Seattle Waterfront’s much-anticipated Pier 58 has been making strides since it first broke ground in 2022. Beached between the Seattle Aquarium and Miner’s Landing, the pier’s rebuild and redesign aims to reshape how people interact and experience Seattle’s new waterfront.
Ready for a whale of a time? Here are some of Pier 58’s newest features:
The playground
Designed using community feedback, the new playground structures merge three initial concepts presented by locals: pier piles, waves, and sea creatures. The pièce de résistance is the playground’s 25-ft tall, jellyfish-shaped climbing tower, flanked by an 18-ft slide, crab wobble boards, and a “kelp forest.”
In addition to its artistic elements, the play area accommodates wheelchair navigation and includes accessible interactive features around the main jellyfish structure.

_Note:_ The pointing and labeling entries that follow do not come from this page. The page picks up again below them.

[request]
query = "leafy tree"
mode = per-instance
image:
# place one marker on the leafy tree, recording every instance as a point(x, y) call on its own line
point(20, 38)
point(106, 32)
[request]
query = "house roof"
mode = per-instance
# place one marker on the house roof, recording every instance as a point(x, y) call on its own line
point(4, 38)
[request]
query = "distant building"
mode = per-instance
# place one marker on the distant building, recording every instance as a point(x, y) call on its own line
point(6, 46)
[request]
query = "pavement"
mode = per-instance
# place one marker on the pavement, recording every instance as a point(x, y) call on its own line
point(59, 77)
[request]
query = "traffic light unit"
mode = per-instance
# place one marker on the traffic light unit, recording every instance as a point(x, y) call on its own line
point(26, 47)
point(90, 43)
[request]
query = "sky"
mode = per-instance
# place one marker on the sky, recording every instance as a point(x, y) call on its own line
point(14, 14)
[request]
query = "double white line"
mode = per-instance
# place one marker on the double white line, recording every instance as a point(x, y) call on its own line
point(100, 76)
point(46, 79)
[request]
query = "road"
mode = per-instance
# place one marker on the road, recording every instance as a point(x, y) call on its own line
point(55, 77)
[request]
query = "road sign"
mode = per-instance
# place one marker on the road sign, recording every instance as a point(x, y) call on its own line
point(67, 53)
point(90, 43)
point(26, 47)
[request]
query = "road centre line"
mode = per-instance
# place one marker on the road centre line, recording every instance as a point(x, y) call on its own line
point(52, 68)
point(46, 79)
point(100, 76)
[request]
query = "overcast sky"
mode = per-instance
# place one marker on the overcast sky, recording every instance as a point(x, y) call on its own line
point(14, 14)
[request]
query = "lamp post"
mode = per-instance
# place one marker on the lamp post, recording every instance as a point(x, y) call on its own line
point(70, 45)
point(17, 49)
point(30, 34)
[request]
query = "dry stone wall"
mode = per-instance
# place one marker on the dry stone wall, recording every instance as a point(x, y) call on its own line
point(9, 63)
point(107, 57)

Neighboring benches offer parents chaperoning visibility and views of Elliott Bay — and on a clear day, the Olympic mountain range.
Community amenities
Aside from the playground, a communal area for all ages will include the following features:
- Permanently installed benches
- A tree grove dividing the pier from Alaskan Way traffic
- A landscaped, elevated lawn
- Plaza space between the play area and lawn
- A restored version of the Fitzgerald Fountain (which went overboard when the original pier collapsed)
- Public restrooms with six all-gender stalls just across from the pier
Come spring of 2025, Pier 58 will open to the public along with new park promenade bike lanes, art installations by Puyallup Artist Qwalsius-Shaun Peterson, and a series of Waterfront Park Grand Opening celebration events.
It’s shore to be a good time.... sea what we did there? Sorry, we couldn’t kelp ourselves. It’s over-krill at this point.